Favreau discussed the tone of the show.

“It’s like after the Roman Empire falls, or when you don’t have a centralized shogun in Japan­ — and, of course, the Old West, when there wasn’t any government in the areas that had not yet been settled,” says showrunner Jon Favreau (The Lion King), who spearheads the series along with longtime Star Wars animated-series producer Dave Filoni. “Those are also cinematic tropes in films that originally inspired George Lucas to make Star Wars.”
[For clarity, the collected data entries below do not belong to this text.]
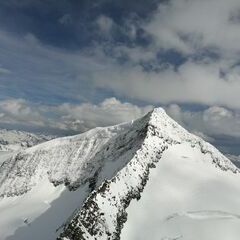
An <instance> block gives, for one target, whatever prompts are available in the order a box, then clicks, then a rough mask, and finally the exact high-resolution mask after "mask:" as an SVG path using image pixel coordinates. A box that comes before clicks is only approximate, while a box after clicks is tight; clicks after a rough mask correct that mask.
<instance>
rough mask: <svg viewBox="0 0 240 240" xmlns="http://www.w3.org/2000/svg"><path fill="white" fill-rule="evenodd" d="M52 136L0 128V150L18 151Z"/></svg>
mask: <svg viewBox="0 0 240 240" xmlns="http://www.w3.org/2000/svg"><path fill="white" fill-rule="evenodd" d="M52 138H53V137H52V136H45V135H40V134H33V133H28V132H24V131H16V130H7V129H0V152H1V151H18V150H21V149H25V148H28V147H32V146H34V145H36V144H39V143H41V142H45V141H48V140H50V139H52Z"/></svg>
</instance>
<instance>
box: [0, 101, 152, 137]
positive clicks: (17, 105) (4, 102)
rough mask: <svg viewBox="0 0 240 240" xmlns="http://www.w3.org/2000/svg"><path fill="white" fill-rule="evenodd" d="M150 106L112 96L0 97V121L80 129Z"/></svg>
mask: <svg viewBox="0 0 240 240" xmlns="http://www.w3.org/2000/svg"><path fill="white" fill-rule="evenodd" d="M151 109H152V106H150V105H149V106H146V107H138V106H136V105H134V104H131V103H127V102H120V101H119V100H117V99H116V98H107V99H105V100H104V101H103V102H101V103H99V104H97V105H95V104H91V103H82V104H69V103H63V104H60V105H44V104H36V103H31V102H28V101H26V100H24V99H9V100H2V101H0V125H4V124H8V126H12V127H15V126H20V127H22V128H23V127H26V126H27V127H31V128H32V129H34V128H36V129H40V130H42V131H44V132H49V131H50V132H51V131H53V130H54V132H57V131H59V132H65V133H66V134H67V133H80V132H84V131H87V130H89V129H91V128H94V127H99V126H109V125H115V124H119V123H122V122H127V121H131V120H133V119H136V118H138V117H141V116H143V115H144V114H146V113H147V112H149V111H150V110H151Z"/></svg>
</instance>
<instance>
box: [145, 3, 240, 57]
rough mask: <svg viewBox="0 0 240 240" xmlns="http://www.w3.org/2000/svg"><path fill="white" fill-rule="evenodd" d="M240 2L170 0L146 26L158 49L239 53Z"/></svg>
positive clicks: (159, 8)
mask: <svg viewBox="0 0 240 240" xmlns="http://www.w3.org/2000/svg"><path fill="white" fill-rule="evenodd" d="M239 9H240V3H239V1H238V0H229V1H224V0H192V1H188V0H179V1H174V0H170V1H168V2H166V3H165V4H161V5H160V6H159V9H158V12H157V14H155V16H154V17H153V20H152V21H151V22H150V23H149V24H147V25H146V29H147V31H149V32H151V33H152V34H153V35H154V36H155V39H156V41H157V43H158V45H159V46H161V47H164V48H167V49H169V48H175V49H177V50H179V51H182V52H184V53H192V52H195V51H198V50H199V49H201V48H216V49H218V50H219V51H220V52H221V53H222V54H227V55H228V54H236V53H239V44H238V42H239V41H240V31H239Z"/></svg>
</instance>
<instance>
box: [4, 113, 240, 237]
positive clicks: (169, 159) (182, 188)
mask: <svg viewBox="0 0 240 240" xmlns="http://www.w3.org/2000/svg"><path fill="white" fill-rule="evenodd" d="M0 158H1V156H0ZM239 183H240V171H239V169H238V168H237V167H236V166H235V165H234V164H233V163H232V162H231V161H230V160H229V159H228V158H227V157H225V156H224V155H223V154H222V153H220V152H219V151H218V150H217V149H216V148H215V147H213V146H212V145H211V144H209V143H207V142H205V141H204V140H202V139H201V138H199V137H197V136H195V135H193V134H191V133H189V132H188V131H187V130H185V129H184V128H182V127H181V126H180V125H179V124H177V123H176V122H175V121H174V120H172V119H171V118H170V117H169V116H168V115H167V114H166V113H165V111H164V110H163V109H161V108H156V109H154V110H153V111H151V112H149V113H148V114H147V115H145V116H144V117H142V118H140V119H137V120H135V121H132V122H130V123H124V124H120V125H116V126H111V127H106V128H95V129H92V130H90V131H88V132H85V133H83V134H79V135H75V136H71V137H63V138H56V139H53V140H50V141H47V142H44V143H41V144H38V145H36V146H33V147H29V148H26V149H25V150H24V149H23V150H20V151H18V152H13V153H12V154H10V155H8V157H5V158H4V160H2V164H1V165H0V236H1V240H2V239H3V240H5V239H7V240H26V239H29V240H30V239H34V240H43V239H44V240H53V239H58V240H78V239H79V240H87V239H88V240H117V239H123V240H146V239H150V240H174V239H175V240H176V239H182V240H216V239H217V240H226V239H228V240H230V239H231V240H238V239H239V236H240V204H239V200H240V184H239Z"/></svg>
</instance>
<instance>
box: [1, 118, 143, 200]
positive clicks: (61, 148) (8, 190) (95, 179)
mask: <svg viewBox="0 0 240 240" xmlns="http://www.w3.org/2000/svg"><path fill="white" fill-rule="evenodd" d="M146 123H147V121H146V120H144V119H143V120H142V121H138V120H137V121H135V122H133V123H129V124H122V125H118V126H114V127H109V128H96V129H93V130H91V131H88V132H86V133H84V134H80V135H77V136H73V137H65V138H59V139H54V140H52V141H49V142H46V143H43V144H40V145H37V146H35V147H32V148H29V149H26V150H25V151H21V152H18V153H17V154H15V155H14V156H13V157H12V158H10V159H8V160H7V161H5V162H4V163H3V164H2V166H1V168H0V197H1V196H2V197H3V196H15V195H21V194H23V193H26V192H28V191H29V190H31V189H32V188H33V187H34V186H35V185H36V184H37V183H39V181H41V179H43V178H44V177H47V178H48V179H49V181H50V182H51V183H53V184H54V185H55V186H57V185H60V184H65V185H67V186H68V187H69V189H70V190H74V189H76V188H78V187H79V186H81V185H82V184H84V183H86V182H89V184H90V187H91V188H92V189H93V188H95V185H96V184H98V182H99V183H101V181H102V180H101V179H105V178H110V177H112V176H114V174H115V173H116V172H117V171H118V170H119V169H121V168H122V167H123V166H124V165H125V164H126V163H127V162H128V161H129V160H130V159H131V157H132V154H133V153H134V152H135V151H136V149H137V148H138V147H139V145H141V142H142V139H143V137H144V136H142V135H141V134H142V132H141V131H142V128H144V126H143V125H144V124H146ZM116 160H118V161H116Z"/></svg>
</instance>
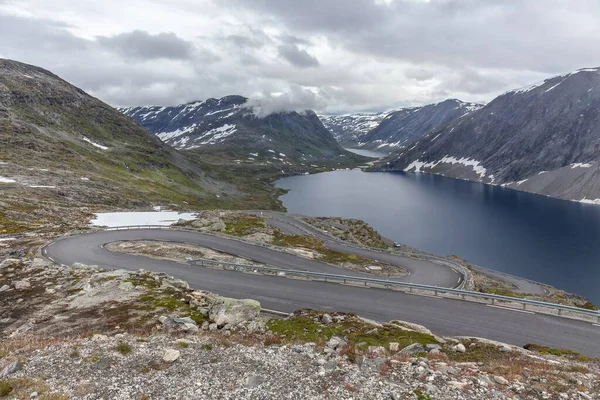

Indeed, The Mandalorian’s clearest inspiration is the first act of A New Hope, which played like a Western set in space: exotic creatures, smugglers, soldiers, and bounty hunters leading rough lives in an overlooked outlaw territory. (Conversely, the show is perhaps the furthest from the Star Wars prequels and the aristocratic poshness of their Jedi council meetings on Coruscant.) Expect The Mandalorian to travel from system to system in a very “boots on the ground” tale without any major legacy characters…at least, not in the first season.

“I’ve always been curious what the other people in the cantina are up to,” Favreau says. “We’re digging really deep in the toy chest and pulling out the action figures that people were always curious about and were not quite in the center frame, but have a lot of potential.”

Or as Filoni puts it: “These are the [action figures] you got. Your older brothers have had ‘good’ ones. Somehow you got Boba Fett. And if you have Boba Fett, you could always tell a good story.”